The pandemic swept away old constraints making the digital health innovators rush in. This global crisis also made service providers and technologists work tirelessly to make healthcare better while pushing a chance to save lives. Collecting and sharing data using the cloud can help the healthcare system become fit for the 21st century and the troubles it would bring upon the world.

Importance of Cloud in Healthcare Industry

It becomes even more crucial to adopt technologies like cloud computing when there are several concerns about security, legal compliance, and potential downtime while dealing with the most sensitive, personal data. Currently, we need secure and reliable virtual access to healthcare professionals.

Migration to cloud computing is a step-change for the way the healthcare industry sources its information technology (IT). The healthcare industry’s technology infrastructure and systems are traditionally highly-fragmented across the industry and they have been managed by in-house staff behind strong firewalls. It reflects a combination of piecemeal and bespoke development along with many concerns over data security. Hence, the industry needs to harness the cost and agility benefits of the cloud without compromising data security.


Role of Cloud in the Healthcare Industry

1.   Creating the Agility

Widening access to healthcare across the globe—especially when we face added momentum in emerging markets by rising wealth, and in countries such as the U.S. by government health reforms—requires companies to have greater agility so that they can adapt to change at high speed and low cost.

The technology will allow the healthcare service providers to expand their business models while collaborating at low cost and high speed, facilitating them to meet changing regulations to deliver better patient services, eventually.

2.   Personalized Healthcare Services

With EHRs gathering momentum, the cloud brings the prospect of patients’ digitized health information, such as medical histories, scan images, blood types, allergies, etc. It is free-flowing and accessible via secure authentication to people who are authorized by the patient. It helps them ensure seamless, personalized healthcare through ubiquitous and secure data sharing, from anywhere in the world.

Also, the ability to share medical data securely on cloud platforms via any device can have a transformative impact on personal healthcare if it’s coupled with the ubiquitous uptake of mobile devices and rising adoption of bring-your-own-device (BYOD) working practices.

3.   Patient Care at Lower Cost

In developed countries like the USA, almost 80% of healthcare costs are generated as a result of care for chronic, rather than acute conditions.
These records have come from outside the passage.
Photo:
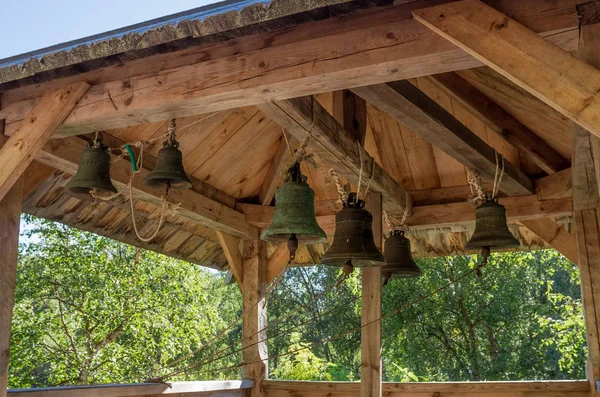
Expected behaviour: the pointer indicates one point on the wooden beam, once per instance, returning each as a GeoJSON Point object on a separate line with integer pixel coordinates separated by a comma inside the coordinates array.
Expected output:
{"type": "Point", "coordinates": [282, 388]}
{"type": "Point", "coordinates": [370, 336]}
{"type": "Point", "coordinates": [273, 177]}
{"type": "Point", "coordinates": [369, 47]}
{"type": "Point", "coordinates": [64, 155]}
{"type": "Point", "coordinates": [231, 249]}
{"type": "Point", "coordinates": [254, 308]}
{"type": "Point", "coordinates": [34, 131]}
{"type": "Point", "coordinates": [551, 74]}
{"type": "Point", "coordinates": [555, 236]}
{"type": "Point", "coordinates": [334, 146]}
{"type": "Point", "coordinates": [407, 104]}
{"type": "Point", "coordinates": [227, 388]}
{"type": "Point", "coordinates": [10, 216]}
{"type": "Point", "coordinates": [500, 122]}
The major reason for the same is that the “site of care” is often a hospital or other care centre, which increases the total cost since all the related premises and services costs get added in the end.

Cloud solutions will allow healthcare providers to place remote mobile diagnostic devices in patients’ homes. All of these devices will be linked to cloud platforms, allowing the doctors to monitor them continually while offering several applications like cloud-based predictive analytics. Shifting the locus of chronic healthcare, from the hospital or clinic to the home, will help them deliver better patient care and comfort at a lower cost.
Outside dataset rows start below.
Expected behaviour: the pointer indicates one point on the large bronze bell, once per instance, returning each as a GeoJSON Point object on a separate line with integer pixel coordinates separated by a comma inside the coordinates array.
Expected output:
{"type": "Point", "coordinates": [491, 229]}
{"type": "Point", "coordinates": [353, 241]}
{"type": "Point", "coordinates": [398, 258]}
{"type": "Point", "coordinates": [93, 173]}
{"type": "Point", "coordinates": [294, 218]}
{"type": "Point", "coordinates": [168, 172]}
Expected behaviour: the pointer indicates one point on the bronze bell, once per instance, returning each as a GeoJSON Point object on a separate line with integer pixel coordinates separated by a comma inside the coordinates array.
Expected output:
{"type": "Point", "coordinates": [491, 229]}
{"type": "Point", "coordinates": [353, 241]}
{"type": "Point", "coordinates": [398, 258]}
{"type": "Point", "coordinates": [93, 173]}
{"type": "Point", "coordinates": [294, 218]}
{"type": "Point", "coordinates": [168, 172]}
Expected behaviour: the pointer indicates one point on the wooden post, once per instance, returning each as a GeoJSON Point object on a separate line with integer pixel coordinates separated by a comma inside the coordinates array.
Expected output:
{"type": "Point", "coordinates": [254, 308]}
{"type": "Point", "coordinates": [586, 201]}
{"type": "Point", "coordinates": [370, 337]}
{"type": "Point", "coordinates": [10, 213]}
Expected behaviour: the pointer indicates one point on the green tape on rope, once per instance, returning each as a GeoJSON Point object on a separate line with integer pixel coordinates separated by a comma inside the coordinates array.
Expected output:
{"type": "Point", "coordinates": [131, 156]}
Future of Healthcare Industry with Cloud

In addition to the above use cases, cloud computing can also be harnessed to analyse health and non-health “big data”, including social media. It will help the healthcare service providers to improve public health through preventative well-being monitoring while encouraging healthier lifestyles. It will act as a key factor in transforming access to health services in emerging markets without needing any heavy investment in physical hospitals and clinical centres.

The migration of the healthcare industry to the cloud is inevitable and it will be driven by an irresistible blend of competitive realities and patient demand. Early adopters are more likely to reap the lion’s share of the benefits in any step-change in business or technology. The time is now for healthcare organizations to embrace cloud computing, and if they make a move now, it will ensure that when the game changes, it does so in their favour.

FAQs

A healthcare cloud is a cloud computing service that the healthcare service providers use to store, maintain, and back up personal health information (PHI).

Cloud computing can help the healthcare industry to increase its efficiency while decreasing costs and making it easier to share medical records securely. It can also help automate backend operations and facilitate the creation and maintenance of telehealth apps.

Cloud computing has opened gates to simpler alternatives for patient care, such as allowing the doctors to treat them remotely by automating backups and offering disaster recovery options, which is the need of the hour. Also, in case of a breach, healthcare providers won’t lose any data and will be able to minimize the downtime for their staff.